With a theatrical suddenness the double doors at the end of the corridor swoosh open and in walks a giant of a man. Six feet and seven inches tall, this man is an ex miner (a lot of the men in the corridor are ex miners, I am not.) He has muscles on his muscles and he has a bristling and wild moustache of which I am in awe. He is also, to my true and certain knowledge, one of the gentlest and most caring men I have ever met. He is not wearing shoes, for some reason.
He has been sent for tea and a sandwich with which to placate the scary little patient. Returning from his mission, he is carrying a plastic fake wood hospital tray on which is a steaming mug of miners tea (the spoon is dissolving) and a heap of butties on the deadest of white bread.
Holding the tray like the haughtiest of butlers the giant strides slowly down the hall past the waiting men.
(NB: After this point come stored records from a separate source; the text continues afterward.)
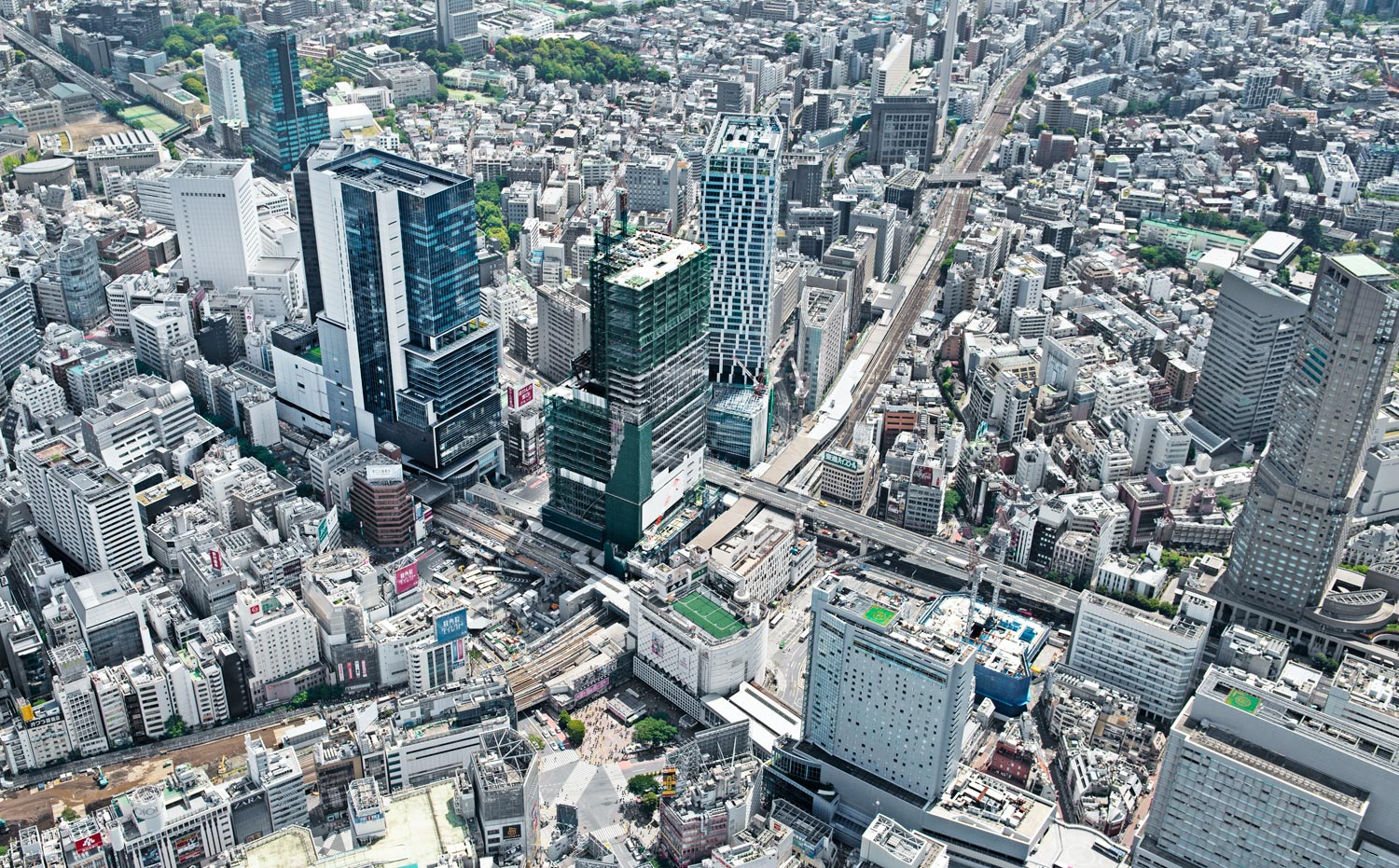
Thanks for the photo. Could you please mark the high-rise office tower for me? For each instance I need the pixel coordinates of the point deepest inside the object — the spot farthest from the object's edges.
(215, 215)
(626, 437)
(408, 354)
(19, 338)
(1289, 535)
(456, 21)
(283, 119)
(1253, 343)
(862, 657)
(81, 506)
(739, 221)
(313, 157)
(945, 69)
(741, 201)
(80, 277)
(1255, 776)
(226, 86)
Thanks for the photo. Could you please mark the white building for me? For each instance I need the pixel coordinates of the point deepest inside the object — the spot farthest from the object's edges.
(83, 507)
(276, 636)
(215, 215)
(1337, 175)
(881, 695)
(1258, 776)
(164, 338)
(683, 655)
(1139, 652)
(224, 77)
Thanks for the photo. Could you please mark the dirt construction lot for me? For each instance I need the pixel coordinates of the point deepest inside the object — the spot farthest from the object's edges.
(42, 806)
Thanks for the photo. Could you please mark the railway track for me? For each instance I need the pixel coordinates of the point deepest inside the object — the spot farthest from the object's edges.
(954, 209)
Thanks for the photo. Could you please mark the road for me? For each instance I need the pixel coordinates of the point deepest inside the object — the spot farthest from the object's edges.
(925, 552)
(950, 217)
(168, 745)
(61, 64)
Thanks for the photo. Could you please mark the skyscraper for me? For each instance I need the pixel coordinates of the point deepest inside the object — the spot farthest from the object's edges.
(881, 696)
(739, 220)
(19, 338)
(80, 276)
(1255, 776)
(408, 354)
(1290, 532)
(1253, 343)
(313, 157)
(456, 21)
(226, 86)
(215, 214)
(283, 119)
(741, 192)
(626, 437)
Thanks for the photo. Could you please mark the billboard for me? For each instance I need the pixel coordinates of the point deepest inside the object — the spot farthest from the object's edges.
(837, 459)
(519, 396)
(406, 579)
(450, 627)
(91, 842)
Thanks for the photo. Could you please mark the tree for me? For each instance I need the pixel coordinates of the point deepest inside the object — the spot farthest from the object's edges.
(654, 731)
(1172, 560)
(575, 730)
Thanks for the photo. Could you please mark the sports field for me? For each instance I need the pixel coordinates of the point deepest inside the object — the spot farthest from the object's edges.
(150, 117)
(708, 615)
(879, 615)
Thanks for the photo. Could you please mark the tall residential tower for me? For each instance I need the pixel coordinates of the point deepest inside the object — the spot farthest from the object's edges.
(1290, 532)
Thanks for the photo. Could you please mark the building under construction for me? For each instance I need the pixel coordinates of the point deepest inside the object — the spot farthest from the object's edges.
(626, 436)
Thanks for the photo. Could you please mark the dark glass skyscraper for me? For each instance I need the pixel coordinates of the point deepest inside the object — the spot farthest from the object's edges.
(626, 437)
(408, 355)
(283, 119)
(1293, 526)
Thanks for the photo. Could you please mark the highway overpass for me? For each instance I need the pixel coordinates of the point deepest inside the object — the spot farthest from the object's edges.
(917, 549)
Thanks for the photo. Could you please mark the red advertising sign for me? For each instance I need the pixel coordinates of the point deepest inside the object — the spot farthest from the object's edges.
(83, 845)
(519, 396)
(406, 577)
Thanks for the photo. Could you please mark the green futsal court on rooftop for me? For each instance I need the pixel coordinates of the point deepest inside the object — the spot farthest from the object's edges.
(708, 615)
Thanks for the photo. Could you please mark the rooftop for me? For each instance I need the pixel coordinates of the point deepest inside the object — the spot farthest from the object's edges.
(708, 615)
(1362, 266)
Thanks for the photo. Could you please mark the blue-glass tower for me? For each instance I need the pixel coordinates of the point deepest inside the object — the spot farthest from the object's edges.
(408, 354)
(283, 119)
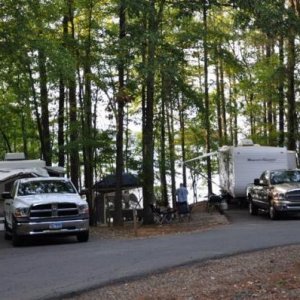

As he walks, and in perfect time with his steps, he sings in a beautiful baritone:
"We got sunlight on the sand,
We got moonlight on the sea.
We got mangoes and bananas
you can pick right off the tree!
We got volleyball and pingpong
and a lot of dandy games,
but what aint we got...?"
And as one man, at the top of our voices and in a truly horrendous variety of awful we each stamped forward on our right foot shook our fists and sang:
"...WE AINT GOT DAMES!"
Then we looked at each other in shocked and appalled horror as The Dragon burst forth from the side room incandescent with fury demanding to know what the meaning of this outrageous unprofessional behaviour was....
Behind her the little man laughed and picked up his pot of medicine and washed the pills down with the tea being given to him by the smiling giant.
I have rarely felt more proud to be a man than I did that night.